To solve that, we produced videos from Camila’s visual assets. These short clips were placed along the flow, both to introduce the product and to support the user at critical moments — like connecting WhatsApp across two devices.
To bring Camila to life, we generated the clips with Veo 3, using the previously created images as a starting point. We organized those images into a storyboard and scripted each sequence directly in the prompt, describing transitions, lighting and camera moves.
Since Veo 3 limits clip length, we exported the material to a video editor, where we stitched the sequences together and mixed the audio. The result was a set of videos showing Camila in motion, preserving the visual consistency built throughout the whole process.

The video creation process using Veo 3.
What we learned
The result was an immediate shift in perceived value: since the identity launched, 113 new clinics connected to the product, consolidating a base of 245 active clinics.

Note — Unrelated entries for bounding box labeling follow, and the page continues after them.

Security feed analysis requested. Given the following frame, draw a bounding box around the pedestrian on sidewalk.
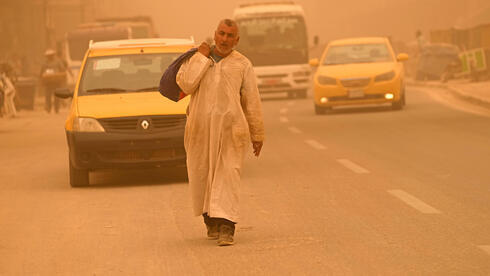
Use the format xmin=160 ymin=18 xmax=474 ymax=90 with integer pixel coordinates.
xmin=0 ymin=63 xmax=17 ymax=118
xmin=41 ymin=49 xmax=67 ymax=113
xmin=177 ymin=19 xmax=264 ymax=246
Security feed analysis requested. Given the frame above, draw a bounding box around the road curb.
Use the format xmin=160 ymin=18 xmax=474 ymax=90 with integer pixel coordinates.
xmin=407 ymin=81 xmax=490 ymax=109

More than volume, the new identity unlocked the scalability we were after. The redesigned flow, now led by a human, welcoming presence, turned what used to be a 3-day manual support process into a 35-to-40-minute self-serve experience.
The process taught us that humanizing an AI solution is not a cosmetic exercise. It’s a strategic decision that directly affects product adoption. Three principles guided this work and may help other teams facing similar challenges:
- Identity precedes functionality: a technically capable assistant is worthless if the user can’t build a relationship of trust before activating it.
- Consistency turns identity into credibility: name, looks, voice and behavior need to tell the same story.
- Users want to be guided, not surprised: anticipating questions, simplifying steps and reducing friction are forms of respect, not just usability.
Camila keeps evolving. But what stayed with us from this process is the certainty that, for an AI to be perceived as intelligent, it first needs to be perceived as present.